Como citamos anteriormente, ao passar por uma condição adversa (seca, calor, frio, excesso de chuva, fitotoxicidade), a planta entra em modo de defesa, o que gera estagnação do crescimento, fechamento dos estômatos, fotossíntese reduzida e risco de perdas de produtividade
Mas, com MEGAFOL®:
- a tecnologia GeaPower® estimula a própria planta a ativar seus genes de defesa;
- a planta ativa rotas internas de proteção celular e mantém processos vitais funcionando, mesmo sob pressão;
- retomada rápida do crescimento assim que as condições melhoram;
- a planta deixa de apenas sobreviver e passa a superar o estresse com mais força e eficiência.
E quando não há estresse?
Mesmo esse cenário sendo cada vez mais raro, MEGAFOL® continua agindo:
- estimula genes ligados ao crescimento e ao metabolismo energético;
- favorece a formação de tecidos e a síntese de clorofila (graças à glicina) → mais fotossíntese;
- vitaminas preservam a atividade metabólica plena, garantindo absorção de nutrientes, divisão celular e enchimento de grãos.
Ou seja: mesmo em condições favoráveis, MEGAFOL® impulsiona o desempenho fisiológico da planta e viabiliza o aproveitamento máximo do potencial produtivo.
Na prática, o produtor percebe uma lavoura mais equilibrada e uniforme, com menos perdas em situações adversas e maior vigor ao longo de todo o ciclo.

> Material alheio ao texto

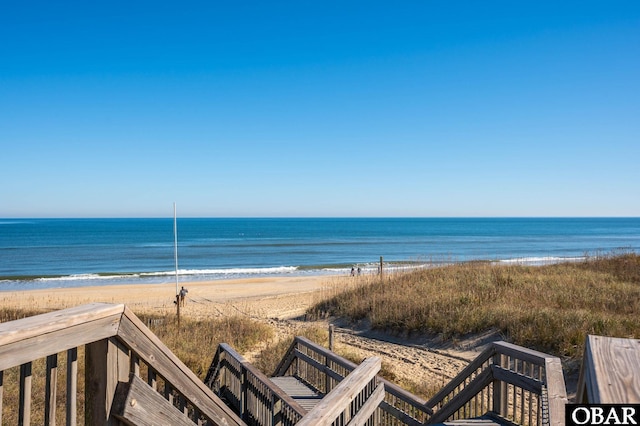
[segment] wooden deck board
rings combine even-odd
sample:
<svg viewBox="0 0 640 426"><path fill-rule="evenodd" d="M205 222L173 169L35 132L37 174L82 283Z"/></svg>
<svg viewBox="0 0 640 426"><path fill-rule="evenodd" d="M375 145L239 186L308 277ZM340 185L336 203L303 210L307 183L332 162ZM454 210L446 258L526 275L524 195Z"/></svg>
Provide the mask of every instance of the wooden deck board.
<svg viewBox="0 0 640 426"><path fill-rule="evenodd" d="M587 336L582 363L578 401L640 403L640 340Z"/></svg>
<svg viewBox="0 0 640 426"><path fill-rule="evenodd" d="M318 405L324 396L293 376L271 377L271 381L307 411Z"/></svg>

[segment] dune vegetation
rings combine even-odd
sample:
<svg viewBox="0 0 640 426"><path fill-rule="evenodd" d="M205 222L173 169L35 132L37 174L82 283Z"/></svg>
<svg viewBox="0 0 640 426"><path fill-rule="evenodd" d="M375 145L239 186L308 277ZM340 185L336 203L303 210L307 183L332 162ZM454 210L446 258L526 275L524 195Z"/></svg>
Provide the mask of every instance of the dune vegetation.
<svg viewBox="0 0 640 426"><path fill-rule="evenodd" d="M547 266L468 262L376 277L309 312L394 333L454 339L496 330L505 340L582 356L587 334L640 337L640 256Z"/></svg>

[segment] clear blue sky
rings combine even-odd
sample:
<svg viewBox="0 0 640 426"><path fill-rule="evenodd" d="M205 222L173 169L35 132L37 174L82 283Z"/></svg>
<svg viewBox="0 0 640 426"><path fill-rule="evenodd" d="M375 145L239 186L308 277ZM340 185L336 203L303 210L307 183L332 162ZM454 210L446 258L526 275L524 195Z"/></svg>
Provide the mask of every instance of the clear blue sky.
<svg viewBox="0 0 640 426"><path fill-rule="evenodd" d="M0 217L640 215L640 1L18 1L0 40Z"/></svg>

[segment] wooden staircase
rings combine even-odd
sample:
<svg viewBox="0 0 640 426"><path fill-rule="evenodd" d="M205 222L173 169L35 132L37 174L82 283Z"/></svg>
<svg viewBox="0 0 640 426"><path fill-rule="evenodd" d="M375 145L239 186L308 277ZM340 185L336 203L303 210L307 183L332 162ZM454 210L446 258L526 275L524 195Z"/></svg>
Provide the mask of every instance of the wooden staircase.
<svg viewBox="0 0 640 426"><path fill-rule="evenodd" d="M357 368L296 337L268 378L223 344L205 383L248 424L293 425L309 411L302 404L309 401L293 389L304 388L304 395L314 399L330 395ZM384 395L366 424L564 424L567 397L560 360L509 343L492 344L429 401L381 377L376 383L384 386ZM352 415L345 413L340 424L350 424Z"/></svg>

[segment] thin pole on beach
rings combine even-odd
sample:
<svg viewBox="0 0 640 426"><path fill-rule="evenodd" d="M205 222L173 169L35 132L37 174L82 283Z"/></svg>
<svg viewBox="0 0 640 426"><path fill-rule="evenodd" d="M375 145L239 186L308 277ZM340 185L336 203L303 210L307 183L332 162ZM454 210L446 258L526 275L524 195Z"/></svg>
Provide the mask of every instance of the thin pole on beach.
<svg viewBox="0 0 640 426"><path fill-rule="evenodd" d="M173 203L173 257L176 263L176 296L178 295L178 219L176 203Z"/></svg>
<svg viewBox="0 0 640 426"><path fill-rule="evenodd" d="M176 264L176 313L178 315L178 327L180 327L180 295L178 293L178 219L176 215L176 203L173 203L173 257Z"/></svg>

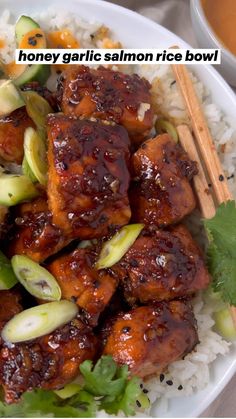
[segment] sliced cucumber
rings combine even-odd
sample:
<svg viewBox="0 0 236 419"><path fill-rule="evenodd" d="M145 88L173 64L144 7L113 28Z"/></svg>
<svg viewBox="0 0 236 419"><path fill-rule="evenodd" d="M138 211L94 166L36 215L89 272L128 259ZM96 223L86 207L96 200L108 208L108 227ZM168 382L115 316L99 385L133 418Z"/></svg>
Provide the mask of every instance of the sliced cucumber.
<svg viewBox="0 0 236 419"><path fill-rule="evenodd" d="M17 343L52 333L70 322L78 313L71 301L61 300L41 304L16 314L2 330L6 342Z"/></svg>
<svg viewBox="0 0 236 419"><path fill-rule="evenodd" d="M19 47L20 42L22 41L23 37L28 33L31 32L33 29L39 28L39 24L35 22L29 16L21 16L15 27L15 35L17 45ZM46 47L46 43L45 43ZM50 76L50 66L44 64L33 64L28 65L27 68L14 80L16 86L23 86L25 83L29 83L31 81L38 81L41 85L45 84L48 77Z"/></svg>
<svg viewBox="0 0 236 419"><path fill-rule="evenodd" d="M26 158L23 158L23 162L22 162L22 172L25 176L27 176L31 182L35 183L38 182L37 178L34 176L31 168L29 167L29 164L26 160Z"/></svg>
<svg viewBox="0 0 236 419"><path fill-rule="evenodd" d="M39 24L35 22L31 17L22 15L16 22L15 26L15 36L17 45L21 42L22 38L27 34L27 32L32 31L32 29L39 28Z"/></svg>
<svg viewBox="0 0 236 419"><path fill-rule="evenodd" d="M129 224L122 227L111 240L104 243L96 269L109 268L125 255L141 233L144 224Z"/></svg>
<svg viewBox="0 0 236 419"><path fill-rule="evenodd" d="M5 173L0 176L0 205L11 207L37 195L38 190L28 177Z"/></svg>
<svg viewBox="0 0 236 419"><path fill-rule="evenodd" d="M28 127L24 134L26 161L41 185L47 184L47 153L44 141L35 129Z"/></svg>
<svg viewBox="0 0 236 419"><path fill-rule="evenodd" d="M23 287L34 297L47 301L59 301L61 288L47 269L23 255L15 255L13 271Z"/></svg>
<svg viewBox="0 0 236 419"><path fill-rule="evenodd" d="M0 80L0 116L25 106L20 91L11 80Z"/></svg>
<svg viewBox="0 0 236 419"><path fill-rule="evenodd" d="M17 283L11 262L0 251L0 290L9 290Z"/></svg>
<svg viewBox="0 0 236 419"><path fill-rule="evenodd" d="M26 70L14 80L16 86L23 86L31 81L38 81L44 85L50 76L50 66L47 64L28 65Z"/></svg>

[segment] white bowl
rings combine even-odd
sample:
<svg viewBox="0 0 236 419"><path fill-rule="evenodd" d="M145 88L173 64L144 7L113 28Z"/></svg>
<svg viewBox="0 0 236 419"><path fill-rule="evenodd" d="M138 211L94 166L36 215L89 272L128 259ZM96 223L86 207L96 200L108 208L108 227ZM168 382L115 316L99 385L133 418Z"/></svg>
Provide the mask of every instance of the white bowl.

Os resultados incluem plantas mais bem desenvolvidas (maior enraizamento, mais área foliar saudável), menor abortamento de flores e vagens em períodos de estresse, e, ao final, incrementos de produtividade de forma consistente safra após safra.
Diante de ciclos agrícolas cada vez mais imprevisíveis, adotar uma ferramenta fisiológica como essa deixou de ser vantagem e passou a ser necessidade.
E a Syngenta está ao lado do produtor rural em todos os momentos, oferecendo as soluções necessárias para construirmos, juntos, um agro cada vez mais inovador, rentável e sustentável.